Hi Adam, (01)
I am willing to accept that my question addresses linguistics,
and I hope you will help me out by telling me what word
the ontology community would use instead of my word
"literal meaning". (02)
By "literal meaning" I mean formal, precise, unambiguous, complete
definitions of the meaning of phrases/words. This is in contrast to
their "true meaning" which involves mapping those literal meaning
to multiple, partial contexts where the defintions are so
imprecise as to be only approximately correct, somewhat ambiguous,
and definitely incomplete. (03)
I suspect that I don't know the difference between the semantic
meaning of phrases in linguistics and the semantic meaning
of phrases in ontology. (04)
(My semantics mostly comes from Wittgenstein.) (05)
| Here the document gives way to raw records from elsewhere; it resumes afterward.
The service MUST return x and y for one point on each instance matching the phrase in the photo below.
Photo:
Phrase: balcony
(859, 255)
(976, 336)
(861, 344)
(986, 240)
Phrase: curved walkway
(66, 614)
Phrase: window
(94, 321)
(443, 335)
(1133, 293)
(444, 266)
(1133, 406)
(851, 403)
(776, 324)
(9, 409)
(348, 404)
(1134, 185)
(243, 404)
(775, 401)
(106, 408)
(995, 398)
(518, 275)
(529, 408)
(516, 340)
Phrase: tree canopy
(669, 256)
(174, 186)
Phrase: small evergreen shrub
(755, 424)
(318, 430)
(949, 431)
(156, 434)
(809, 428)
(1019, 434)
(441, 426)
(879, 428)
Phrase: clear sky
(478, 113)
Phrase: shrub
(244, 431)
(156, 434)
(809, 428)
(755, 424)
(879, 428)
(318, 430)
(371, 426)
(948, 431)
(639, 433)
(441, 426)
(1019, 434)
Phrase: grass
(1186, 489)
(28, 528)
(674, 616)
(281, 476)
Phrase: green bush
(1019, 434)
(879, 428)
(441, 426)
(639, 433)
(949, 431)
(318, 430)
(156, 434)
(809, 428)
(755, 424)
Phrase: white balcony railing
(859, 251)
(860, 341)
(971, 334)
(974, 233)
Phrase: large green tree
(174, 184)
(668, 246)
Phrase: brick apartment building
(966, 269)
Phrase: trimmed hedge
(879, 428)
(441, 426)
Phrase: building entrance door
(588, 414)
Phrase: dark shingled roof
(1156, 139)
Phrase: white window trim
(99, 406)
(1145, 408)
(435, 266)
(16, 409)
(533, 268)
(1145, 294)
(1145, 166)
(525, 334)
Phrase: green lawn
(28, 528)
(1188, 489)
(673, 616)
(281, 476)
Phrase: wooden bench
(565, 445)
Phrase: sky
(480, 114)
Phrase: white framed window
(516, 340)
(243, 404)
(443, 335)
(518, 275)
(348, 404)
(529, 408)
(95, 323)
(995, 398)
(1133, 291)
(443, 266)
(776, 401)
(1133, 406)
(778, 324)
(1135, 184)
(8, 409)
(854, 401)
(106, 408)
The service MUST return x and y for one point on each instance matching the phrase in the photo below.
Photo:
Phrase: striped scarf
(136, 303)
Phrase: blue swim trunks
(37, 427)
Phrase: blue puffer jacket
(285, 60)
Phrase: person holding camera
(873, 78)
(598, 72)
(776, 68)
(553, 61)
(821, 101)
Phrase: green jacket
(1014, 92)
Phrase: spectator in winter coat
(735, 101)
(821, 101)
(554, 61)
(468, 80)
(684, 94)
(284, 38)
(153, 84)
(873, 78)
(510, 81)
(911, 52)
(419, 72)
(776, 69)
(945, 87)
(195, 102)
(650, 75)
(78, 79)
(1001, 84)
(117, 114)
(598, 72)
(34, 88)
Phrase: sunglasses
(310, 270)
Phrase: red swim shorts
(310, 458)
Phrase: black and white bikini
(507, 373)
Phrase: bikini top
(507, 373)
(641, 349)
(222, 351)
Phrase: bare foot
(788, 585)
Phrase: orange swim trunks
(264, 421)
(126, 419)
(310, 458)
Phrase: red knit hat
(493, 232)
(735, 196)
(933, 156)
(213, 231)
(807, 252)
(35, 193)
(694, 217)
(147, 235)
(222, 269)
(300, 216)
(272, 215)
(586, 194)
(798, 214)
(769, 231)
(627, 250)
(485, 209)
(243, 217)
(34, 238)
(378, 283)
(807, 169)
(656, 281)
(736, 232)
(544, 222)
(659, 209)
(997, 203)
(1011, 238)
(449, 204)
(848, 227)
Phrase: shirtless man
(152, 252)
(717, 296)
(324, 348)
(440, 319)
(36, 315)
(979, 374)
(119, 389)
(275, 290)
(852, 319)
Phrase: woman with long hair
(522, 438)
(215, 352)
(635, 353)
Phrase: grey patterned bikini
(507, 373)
Since I want to clearly make this distinction in a way that
is most understandable to the people working on Ontology
tools, I would appreciate any help in correcting my vocabulary
to normalize it to the ontology used by the ontology community. (06)
Thanks, (07)
Mike (08)
Adam Pease wrote:
> I think you may be addressing linguistics, rather than ontology. The
> notions of "literal" meaning only has significance in the interpretation of
> linguistic objects. Ontology is concerned with formal definition of
> precise and unambiguous terms. One way to address this issue is to map a
> large lexicon to a formal ontology. Words with the same meaning are
> clustered together. Polysemous words can appear in more than one
> cluster. That's what we've done in mapping the WordNet lexicon to the SUMO
> ontology. <http://www.ontologyportal.org> (09)
mike brenner wrote: (010)
> >I would like to become familiar with ontology tools
> >capable of expressing more than simple "literal" meaning.
> >
> >I would like a "true meaning", by which I mean
> >a clustering of information showing how the literal meaning
> >maps to the multiple contexts. That mapping
> >includes constraints, dependencies, and effects
> >from partially defined and partially related chains of symbols.
> >
> >Thus, I don't see meaning as related to conceptual forms in
> >the mind of the reader, but rather to physical forms which
> >are the context in which the communication takes place.